Todo esto redunda y demuestra nuestra compulsiva obsesión posesiva e infantil, que nos conduce a apropiarnos de todo
Empezando por el caso quizás más absurdo, cuando una viguesa registró notarialmente la propiedad del Sol, supongo que para así cobrar por la luz y el calor. Pero que no hizo más que imitar a los que clavando banderas en el fondo oceánico o en la Luna, mismo inmatriculando la Mezquita de Córdoba, también han pretendido reclamar la posesión y legitimidad sobre cualquier cosa.
Y si esto todavía sigue pareciendo absurdo, no lo es tanto y supone un grave aviso que lobbies y demás parafernalia de la especulación pretendan adueñarse de un (otro) recurso natural como es el agua, convirtiéndola en acciones bursátiles (el “Monopoly” con dinero contante), algo que ya ha ocurrido en Australia y Londres. Mientras que otras acaparaciones del líquido y vital elemento, esta vez en forma de (mega)presas (otro tipo de barreras), están tensionando (más) el panorama internacional, con las intenciones de Turquía sobre las fuentes del Tigris y el Eúfrates; las de Israel sobre la cuenca del Jordán; las de Estados Unidos en torno al río Colorado; o los planes de China sobre las aguas que bajan del Himalaya, que afectarían a millones de personas, sin olvidar que presas como las “Tres Gargantas” parecen haber provocado algún seísmo e incidido sobre el clima. Todo lo cual redunda y demuestra nuestra compulsiva obsesión posesiva e infantil, que nos conduce a apropiarnos de todo, sea vegetal, animal, mineral, territorio, aguas marinas o fluviales; inventando para ello cualquier tipo de barrera para delimitar tal o cual adscripción.
Iba a terminar diciendo eso de “que corra el aire”, pero también parece que podemos ponerle precio y especular con eso. Por lo que, además de los dichos antes referidos, me parece a mí que a este paso nos van a cobrar “hasta por respirar”; como ya hemos podido ver en Brasil con las botellas de oxígeno en esta pandemia y que podría extenderse a los casos de contaminación en las grandes urbes. De hecho, ante la ola de calor que se está produciendo estos días en la costa oeste de Canadá y EE UU, además de que el agua corriente sepa a tierra por la sequía y, por consiguiente, la embotellada sea “oro”, se han tenido que habilitar salas de enfriamiento, algo en lo que también habrá quien piense que puede haber negocio, con el calentamiento climático que estamos provocando y la previsión de la revista antes referenciada. A pesar de ello, en solo dos días han muerto cerca de un centenar de personas por golpes de calor.

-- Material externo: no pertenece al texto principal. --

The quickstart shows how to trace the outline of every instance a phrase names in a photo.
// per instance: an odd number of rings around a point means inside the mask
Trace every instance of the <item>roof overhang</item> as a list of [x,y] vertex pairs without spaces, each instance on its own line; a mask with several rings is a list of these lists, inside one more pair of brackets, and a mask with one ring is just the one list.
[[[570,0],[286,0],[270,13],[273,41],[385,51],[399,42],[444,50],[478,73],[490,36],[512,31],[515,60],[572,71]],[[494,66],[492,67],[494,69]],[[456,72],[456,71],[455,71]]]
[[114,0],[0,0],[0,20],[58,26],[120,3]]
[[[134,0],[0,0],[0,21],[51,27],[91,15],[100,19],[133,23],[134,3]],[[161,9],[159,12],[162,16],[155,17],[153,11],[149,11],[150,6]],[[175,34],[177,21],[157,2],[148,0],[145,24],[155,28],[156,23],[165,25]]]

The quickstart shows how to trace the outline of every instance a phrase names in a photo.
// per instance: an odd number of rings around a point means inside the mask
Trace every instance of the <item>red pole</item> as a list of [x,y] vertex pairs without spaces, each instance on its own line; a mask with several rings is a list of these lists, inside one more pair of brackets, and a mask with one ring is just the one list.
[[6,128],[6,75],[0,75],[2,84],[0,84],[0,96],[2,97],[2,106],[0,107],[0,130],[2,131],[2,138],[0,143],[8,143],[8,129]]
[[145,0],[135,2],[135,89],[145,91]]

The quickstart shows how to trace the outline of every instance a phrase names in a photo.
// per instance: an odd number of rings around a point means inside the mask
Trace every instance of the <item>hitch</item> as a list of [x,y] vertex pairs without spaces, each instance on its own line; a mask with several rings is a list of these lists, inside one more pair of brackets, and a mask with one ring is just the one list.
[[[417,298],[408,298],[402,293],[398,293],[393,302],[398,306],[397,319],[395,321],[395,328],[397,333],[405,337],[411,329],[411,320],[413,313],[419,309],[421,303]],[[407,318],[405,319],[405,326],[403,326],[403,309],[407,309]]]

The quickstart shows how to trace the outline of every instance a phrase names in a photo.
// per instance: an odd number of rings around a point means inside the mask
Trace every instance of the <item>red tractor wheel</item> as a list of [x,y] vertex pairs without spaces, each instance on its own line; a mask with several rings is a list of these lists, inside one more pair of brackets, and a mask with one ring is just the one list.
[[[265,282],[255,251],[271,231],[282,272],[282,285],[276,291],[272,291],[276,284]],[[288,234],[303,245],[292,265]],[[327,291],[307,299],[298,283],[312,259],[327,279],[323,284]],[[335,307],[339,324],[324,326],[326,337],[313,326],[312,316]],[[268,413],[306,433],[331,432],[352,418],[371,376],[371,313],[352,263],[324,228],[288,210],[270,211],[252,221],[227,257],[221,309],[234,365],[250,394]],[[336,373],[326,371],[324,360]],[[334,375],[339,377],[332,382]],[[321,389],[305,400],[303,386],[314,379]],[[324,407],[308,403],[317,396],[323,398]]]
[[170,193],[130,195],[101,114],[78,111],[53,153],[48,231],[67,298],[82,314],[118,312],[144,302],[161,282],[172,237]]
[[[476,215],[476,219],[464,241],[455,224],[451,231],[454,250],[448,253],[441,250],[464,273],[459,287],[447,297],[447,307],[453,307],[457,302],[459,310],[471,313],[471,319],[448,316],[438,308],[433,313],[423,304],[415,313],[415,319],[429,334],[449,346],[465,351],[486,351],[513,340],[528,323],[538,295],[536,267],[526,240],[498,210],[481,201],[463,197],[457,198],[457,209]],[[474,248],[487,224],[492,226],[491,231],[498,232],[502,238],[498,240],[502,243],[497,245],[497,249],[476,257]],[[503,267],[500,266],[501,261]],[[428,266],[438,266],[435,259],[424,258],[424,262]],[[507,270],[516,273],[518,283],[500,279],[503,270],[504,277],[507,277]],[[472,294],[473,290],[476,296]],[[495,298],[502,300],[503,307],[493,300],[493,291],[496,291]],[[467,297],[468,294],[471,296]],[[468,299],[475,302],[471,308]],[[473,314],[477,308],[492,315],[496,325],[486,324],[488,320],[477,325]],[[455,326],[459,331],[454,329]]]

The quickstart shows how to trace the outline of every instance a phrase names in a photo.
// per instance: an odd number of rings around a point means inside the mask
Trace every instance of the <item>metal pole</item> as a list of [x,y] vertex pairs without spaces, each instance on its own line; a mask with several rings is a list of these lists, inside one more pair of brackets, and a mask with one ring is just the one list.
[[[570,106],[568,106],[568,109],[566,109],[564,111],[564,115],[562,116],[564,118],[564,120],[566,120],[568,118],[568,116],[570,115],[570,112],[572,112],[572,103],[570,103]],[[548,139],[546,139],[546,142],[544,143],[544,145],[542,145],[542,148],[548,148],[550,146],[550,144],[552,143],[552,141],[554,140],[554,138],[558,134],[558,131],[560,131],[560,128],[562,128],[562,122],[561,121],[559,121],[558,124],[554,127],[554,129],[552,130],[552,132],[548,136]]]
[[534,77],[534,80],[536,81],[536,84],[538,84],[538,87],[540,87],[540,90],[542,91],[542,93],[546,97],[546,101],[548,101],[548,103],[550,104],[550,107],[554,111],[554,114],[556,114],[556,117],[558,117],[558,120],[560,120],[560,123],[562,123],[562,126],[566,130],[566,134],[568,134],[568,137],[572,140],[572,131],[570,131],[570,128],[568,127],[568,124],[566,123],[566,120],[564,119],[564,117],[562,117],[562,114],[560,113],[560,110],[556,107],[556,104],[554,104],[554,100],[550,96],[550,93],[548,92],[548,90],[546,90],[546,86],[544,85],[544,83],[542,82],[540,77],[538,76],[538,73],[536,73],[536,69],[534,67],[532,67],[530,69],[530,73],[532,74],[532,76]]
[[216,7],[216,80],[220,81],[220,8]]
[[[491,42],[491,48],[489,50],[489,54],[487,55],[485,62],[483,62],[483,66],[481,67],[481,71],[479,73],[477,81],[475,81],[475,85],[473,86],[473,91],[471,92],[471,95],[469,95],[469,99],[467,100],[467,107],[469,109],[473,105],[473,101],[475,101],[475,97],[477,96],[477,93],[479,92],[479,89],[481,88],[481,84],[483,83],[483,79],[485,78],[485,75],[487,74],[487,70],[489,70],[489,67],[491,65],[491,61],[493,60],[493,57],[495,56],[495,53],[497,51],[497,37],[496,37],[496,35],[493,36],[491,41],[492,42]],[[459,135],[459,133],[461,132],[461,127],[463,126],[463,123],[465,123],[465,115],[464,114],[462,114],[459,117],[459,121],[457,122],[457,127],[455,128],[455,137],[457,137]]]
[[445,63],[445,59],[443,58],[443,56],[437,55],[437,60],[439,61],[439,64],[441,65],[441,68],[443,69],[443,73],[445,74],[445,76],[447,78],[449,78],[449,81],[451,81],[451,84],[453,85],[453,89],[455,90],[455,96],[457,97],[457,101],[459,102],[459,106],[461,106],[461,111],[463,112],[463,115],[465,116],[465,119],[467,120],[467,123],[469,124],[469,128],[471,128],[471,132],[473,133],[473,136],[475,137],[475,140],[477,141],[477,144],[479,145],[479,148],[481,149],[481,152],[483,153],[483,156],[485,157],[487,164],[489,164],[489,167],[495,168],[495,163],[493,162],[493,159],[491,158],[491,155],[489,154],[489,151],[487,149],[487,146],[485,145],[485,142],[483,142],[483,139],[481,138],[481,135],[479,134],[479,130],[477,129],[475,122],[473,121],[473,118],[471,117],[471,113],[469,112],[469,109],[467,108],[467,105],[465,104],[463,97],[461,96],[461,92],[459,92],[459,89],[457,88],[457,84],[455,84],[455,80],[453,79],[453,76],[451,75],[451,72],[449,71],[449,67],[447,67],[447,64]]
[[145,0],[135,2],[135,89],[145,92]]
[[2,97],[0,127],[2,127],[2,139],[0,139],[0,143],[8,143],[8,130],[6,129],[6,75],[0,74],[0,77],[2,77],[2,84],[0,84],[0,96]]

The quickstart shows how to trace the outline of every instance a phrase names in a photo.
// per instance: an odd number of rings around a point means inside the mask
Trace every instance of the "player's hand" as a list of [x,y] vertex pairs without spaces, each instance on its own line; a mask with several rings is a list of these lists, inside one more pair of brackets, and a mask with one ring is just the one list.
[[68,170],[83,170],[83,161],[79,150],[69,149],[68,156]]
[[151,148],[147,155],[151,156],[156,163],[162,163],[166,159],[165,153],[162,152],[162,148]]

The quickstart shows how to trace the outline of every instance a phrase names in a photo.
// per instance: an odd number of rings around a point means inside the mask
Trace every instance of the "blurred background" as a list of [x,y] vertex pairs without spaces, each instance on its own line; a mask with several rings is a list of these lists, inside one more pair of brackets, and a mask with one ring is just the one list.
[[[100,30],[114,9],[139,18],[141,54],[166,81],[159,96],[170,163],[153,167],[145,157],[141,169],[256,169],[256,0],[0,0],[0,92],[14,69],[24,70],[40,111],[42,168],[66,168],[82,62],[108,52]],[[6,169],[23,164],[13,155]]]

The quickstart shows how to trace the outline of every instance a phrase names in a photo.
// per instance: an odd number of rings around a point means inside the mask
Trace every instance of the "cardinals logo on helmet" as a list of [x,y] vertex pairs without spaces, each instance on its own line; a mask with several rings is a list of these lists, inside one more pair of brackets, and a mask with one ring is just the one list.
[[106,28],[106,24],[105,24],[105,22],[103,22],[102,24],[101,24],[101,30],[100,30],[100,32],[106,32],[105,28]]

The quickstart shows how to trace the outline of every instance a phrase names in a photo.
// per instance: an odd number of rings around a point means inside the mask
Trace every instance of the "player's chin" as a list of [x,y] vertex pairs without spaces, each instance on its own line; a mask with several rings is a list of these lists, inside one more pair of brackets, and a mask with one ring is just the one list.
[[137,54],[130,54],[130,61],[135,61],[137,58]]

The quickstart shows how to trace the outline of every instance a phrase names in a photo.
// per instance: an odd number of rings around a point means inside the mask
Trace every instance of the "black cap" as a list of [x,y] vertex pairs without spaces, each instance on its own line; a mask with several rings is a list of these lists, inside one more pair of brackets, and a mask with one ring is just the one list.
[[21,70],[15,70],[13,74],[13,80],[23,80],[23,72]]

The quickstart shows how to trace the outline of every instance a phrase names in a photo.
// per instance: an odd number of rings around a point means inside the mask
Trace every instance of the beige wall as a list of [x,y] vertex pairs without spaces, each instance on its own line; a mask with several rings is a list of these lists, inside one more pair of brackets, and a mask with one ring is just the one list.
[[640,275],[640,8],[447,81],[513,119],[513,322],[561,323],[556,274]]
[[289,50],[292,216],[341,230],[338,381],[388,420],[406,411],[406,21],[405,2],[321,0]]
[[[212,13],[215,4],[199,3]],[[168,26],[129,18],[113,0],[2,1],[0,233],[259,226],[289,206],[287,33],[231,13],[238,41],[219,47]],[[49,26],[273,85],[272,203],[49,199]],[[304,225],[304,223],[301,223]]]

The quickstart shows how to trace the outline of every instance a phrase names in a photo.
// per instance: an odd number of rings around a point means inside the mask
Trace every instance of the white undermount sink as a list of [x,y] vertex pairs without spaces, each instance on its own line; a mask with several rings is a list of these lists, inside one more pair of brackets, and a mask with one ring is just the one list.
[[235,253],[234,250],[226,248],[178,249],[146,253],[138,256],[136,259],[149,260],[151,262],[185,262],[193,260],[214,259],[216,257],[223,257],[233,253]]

En definitiva, culturalmente apostamos por las barreras, sean autoimpuestas o derivadas de las también conocidas como “brechas”: económica, tecnológica, educativa, etcétera. Quizás por eso haya quien niegue el cambio climático, como los dirigentes de las industrias petroleras que ven peligrar su “gallina de los huevos de oro”, aunque sea a costa del mundo entero (y harán lo mismo las empresas de agua o las que se dediquen al enfriamiento). Como también ocurre con el proceso evolutivo (no conveniente para muchas creencias) o la igualdad de género, etnia o cualquier otra barrera que sirva como estéril profiláctico frente al resto, es decir, ante “lo que queda tras haber extraído o sustraído algo”.